- Born: Olusegun Abraham 24 December 1953 (age 72) Ikare-Akoko, Ondo State, Nigeria
- Education: Tyndale University College and Seminary; Institute of Directors;
- Occupations: Politician; businessman;
- Years active: 1999–present
- Political party: All Progressives Congress
- Spouse: Bunmi Abraham
- Website: segunabraham.com

= Segun Abraham =

Nigerian politician and businessman (Born 1953)

Olusegun Abraham (born ) is a Nigerian politician and businessman.

==Early life and education==
Olusegun was born and raised in Ikare-Akoko, Ondo State, where he had his early formal education. He holds a master's degree in Technology management. He has also undertaken professional courses in notable institutions including Tyndale University College and Seminary, Canada and the Institute of Directors, United Kingdom.

==Career==
In 1999, Segun Abraham delved into politics while managing his business ventures simultaneously. He was one of the pioneering members of the All Progressives Congress when it was still called Alliance for Democracy. Olusegun was also one of those who campaigned for former governor Adebayo Adefarati.

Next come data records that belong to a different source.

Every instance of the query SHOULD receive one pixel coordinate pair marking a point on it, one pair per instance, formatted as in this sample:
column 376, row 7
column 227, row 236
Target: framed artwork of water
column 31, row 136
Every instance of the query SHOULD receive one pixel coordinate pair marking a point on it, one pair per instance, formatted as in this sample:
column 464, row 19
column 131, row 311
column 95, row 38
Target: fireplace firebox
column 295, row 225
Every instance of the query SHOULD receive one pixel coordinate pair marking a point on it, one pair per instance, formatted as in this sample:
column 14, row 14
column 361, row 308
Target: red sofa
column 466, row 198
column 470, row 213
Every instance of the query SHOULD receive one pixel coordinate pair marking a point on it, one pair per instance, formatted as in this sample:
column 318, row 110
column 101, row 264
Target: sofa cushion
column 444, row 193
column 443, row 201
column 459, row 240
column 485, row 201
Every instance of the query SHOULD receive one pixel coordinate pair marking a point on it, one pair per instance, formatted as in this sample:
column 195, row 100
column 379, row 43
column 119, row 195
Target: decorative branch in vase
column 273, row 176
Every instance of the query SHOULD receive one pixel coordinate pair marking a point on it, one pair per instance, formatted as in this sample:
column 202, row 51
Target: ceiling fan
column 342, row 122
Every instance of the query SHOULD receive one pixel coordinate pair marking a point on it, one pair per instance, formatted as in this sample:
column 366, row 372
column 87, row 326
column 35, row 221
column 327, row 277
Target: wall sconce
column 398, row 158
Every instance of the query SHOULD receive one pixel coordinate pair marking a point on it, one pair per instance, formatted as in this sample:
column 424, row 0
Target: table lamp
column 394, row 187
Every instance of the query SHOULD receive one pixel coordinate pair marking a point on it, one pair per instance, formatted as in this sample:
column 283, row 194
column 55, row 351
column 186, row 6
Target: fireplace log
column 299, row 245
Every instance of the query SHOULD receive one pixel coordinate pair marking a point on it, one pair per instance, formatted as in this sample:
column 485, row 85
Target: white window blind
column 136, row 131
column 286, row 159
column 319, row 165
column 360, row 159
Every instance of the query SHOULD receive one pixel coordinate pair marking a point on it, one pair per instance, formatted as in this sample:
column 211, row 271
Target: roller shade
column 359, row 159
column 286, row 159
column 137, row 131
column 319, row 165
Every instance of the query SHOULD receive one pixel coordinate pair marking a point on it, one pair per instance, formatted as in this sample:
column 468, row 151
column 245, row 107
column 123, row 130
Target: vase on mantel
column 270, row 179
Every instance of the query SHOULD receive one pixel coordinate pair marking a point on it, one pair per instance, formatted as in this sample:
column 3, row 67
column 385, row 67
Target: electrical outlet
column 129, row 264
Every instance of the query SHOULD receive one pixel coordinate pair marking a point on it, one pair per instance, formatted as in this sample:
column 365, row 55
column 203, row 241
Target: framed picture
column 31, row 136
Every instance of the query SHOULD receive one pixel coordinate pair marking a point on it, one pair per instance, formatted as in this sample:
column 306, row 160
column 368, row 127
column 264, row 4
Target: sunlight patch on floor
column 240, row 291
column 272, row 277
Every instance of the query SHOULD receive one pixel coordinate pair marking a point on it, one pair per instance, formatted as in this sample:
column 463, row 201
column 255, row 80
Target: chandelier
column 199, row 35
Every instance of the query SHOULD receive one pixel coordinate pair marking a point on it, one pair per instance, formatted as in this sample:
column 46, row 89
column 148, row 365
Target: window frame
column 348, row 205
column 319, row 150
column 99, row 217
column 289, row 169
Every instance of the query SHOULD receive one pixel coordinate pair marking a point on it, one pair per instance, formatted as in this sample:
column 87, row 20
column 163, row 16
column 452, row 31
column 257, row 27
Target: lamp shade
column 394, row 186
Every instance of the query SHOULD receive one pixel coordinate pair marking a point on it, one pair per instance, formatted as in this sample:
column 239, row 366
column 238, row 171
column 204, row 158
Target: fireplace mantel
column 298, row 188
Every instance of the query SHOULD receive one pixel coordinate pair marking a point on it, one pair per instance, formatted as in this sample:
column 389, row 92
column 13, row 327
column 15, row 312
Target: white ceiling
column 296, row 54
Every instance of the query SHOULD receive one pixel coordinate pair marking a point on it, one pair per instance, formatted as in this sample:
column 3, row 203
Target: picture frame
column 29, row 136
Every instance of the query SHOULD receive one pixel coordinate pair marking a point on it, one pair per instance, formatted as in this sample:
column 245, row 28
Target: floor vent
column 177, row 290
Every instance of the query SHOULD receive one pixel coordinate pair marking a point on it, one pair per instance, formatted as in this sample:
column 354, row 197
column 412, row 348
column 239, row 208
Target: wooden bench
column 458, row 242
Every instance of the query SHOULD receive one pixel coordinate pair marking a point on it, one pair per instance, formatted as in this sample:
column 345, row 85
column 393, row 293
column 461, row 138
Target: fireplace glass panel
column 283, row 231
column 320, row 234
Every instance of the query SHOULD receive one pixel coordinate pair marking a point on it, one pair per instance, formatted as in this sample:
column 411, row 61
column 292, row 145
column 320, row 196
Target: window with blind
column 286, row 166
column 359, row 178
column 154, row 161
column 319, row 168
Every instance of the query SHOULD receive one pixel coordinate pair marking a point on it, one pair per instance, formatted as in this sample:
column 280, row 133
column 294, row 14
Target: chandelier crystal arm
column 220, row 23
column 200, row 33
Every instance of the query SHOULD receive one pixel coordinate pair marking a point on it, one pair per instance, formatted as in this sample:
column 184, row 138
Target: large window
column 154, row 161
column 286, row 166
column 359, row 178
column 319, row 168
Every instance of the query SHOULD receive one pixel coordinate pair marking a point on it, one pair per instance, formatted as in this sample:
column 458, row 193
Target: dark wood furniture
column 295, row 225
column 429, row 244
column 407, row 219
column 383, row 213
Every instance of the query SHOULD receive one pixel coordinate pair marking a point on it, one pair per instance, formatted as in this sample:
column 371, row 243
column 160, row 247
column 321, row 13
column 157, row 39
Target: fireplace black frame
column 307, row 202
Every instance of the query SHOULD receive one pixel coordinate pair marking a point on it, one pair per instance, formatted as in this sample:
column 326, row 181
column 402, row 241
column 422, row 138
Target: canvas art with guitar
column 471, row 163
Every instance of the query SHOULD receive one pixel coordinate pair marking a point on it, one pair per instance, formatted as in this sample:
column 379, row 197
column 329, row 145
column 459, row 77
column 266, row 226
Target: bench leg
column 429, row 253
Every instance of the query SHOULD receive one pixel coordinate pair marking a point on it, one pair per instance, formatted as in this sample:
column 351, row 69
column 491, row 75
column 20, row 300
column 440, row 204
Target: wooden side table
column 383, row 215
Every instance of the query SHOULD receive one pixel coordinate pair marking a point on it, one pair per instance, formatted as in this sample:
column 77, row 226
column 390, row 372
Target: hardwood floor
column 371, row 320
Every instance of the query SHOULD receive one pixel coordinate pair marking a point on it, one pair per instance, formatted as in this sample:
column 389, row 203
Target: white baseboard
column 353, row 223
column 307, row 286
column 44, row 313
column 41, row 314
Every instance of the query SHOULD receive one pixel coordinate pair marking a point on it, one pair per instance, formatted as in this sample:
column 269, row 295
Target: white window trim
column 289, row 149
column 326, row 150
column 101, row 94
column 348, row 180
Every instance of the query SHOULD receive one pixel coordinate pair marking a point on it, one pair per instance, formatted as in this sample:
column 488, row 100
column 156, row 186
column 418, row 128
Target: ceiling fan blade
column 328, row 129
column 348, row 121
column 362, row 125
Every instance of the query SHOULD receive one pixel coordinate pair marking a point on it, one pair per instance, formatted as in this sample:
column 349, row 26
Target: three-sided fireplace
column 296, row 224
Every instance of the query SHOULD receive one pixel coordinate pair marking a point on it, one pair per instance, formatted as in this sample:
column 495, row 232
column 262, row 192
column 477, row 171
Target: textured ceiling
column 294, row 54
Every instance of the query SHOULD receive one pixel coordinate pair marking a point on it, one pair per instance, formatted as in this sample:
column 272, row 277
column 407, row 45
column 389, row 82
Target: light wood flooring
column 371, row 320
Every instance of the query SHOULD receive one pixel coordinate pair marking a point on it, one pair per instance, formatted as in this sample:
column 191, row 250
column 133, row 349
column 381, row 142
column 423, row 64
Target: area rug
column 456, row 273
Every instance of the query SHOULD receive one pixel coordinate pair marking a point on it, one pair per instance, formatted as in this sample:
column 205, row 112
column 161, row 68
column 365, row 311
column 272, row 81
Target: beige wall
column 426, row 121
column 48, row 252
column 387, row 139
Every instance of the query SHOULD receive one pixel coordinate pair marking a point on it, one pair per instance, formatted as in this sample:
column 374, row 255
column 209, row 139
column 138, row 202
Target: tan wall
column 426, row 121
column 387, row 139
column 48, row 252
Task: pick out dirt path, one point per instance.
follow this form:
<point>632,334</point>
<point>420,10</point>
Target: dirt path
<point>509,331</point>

He went on to be appointed the chairman of Owena Hotels by Adebayo Farati until the hotel was bought by Oodua Investment.

In 2012, he declared his intention to run for Governor of Ondo State under the platform of the Action Congress of Nigeria but he however came short of Rotimi Akeredolu who went on to represent the party as its aspirant.

He was one of the two aspirants under the platform of the All Progressives Congress who ran for the office of governor at the 2016 Ondo State gubernatorial election, but lost out to Oluwarotimi Akeredolu at the primaries.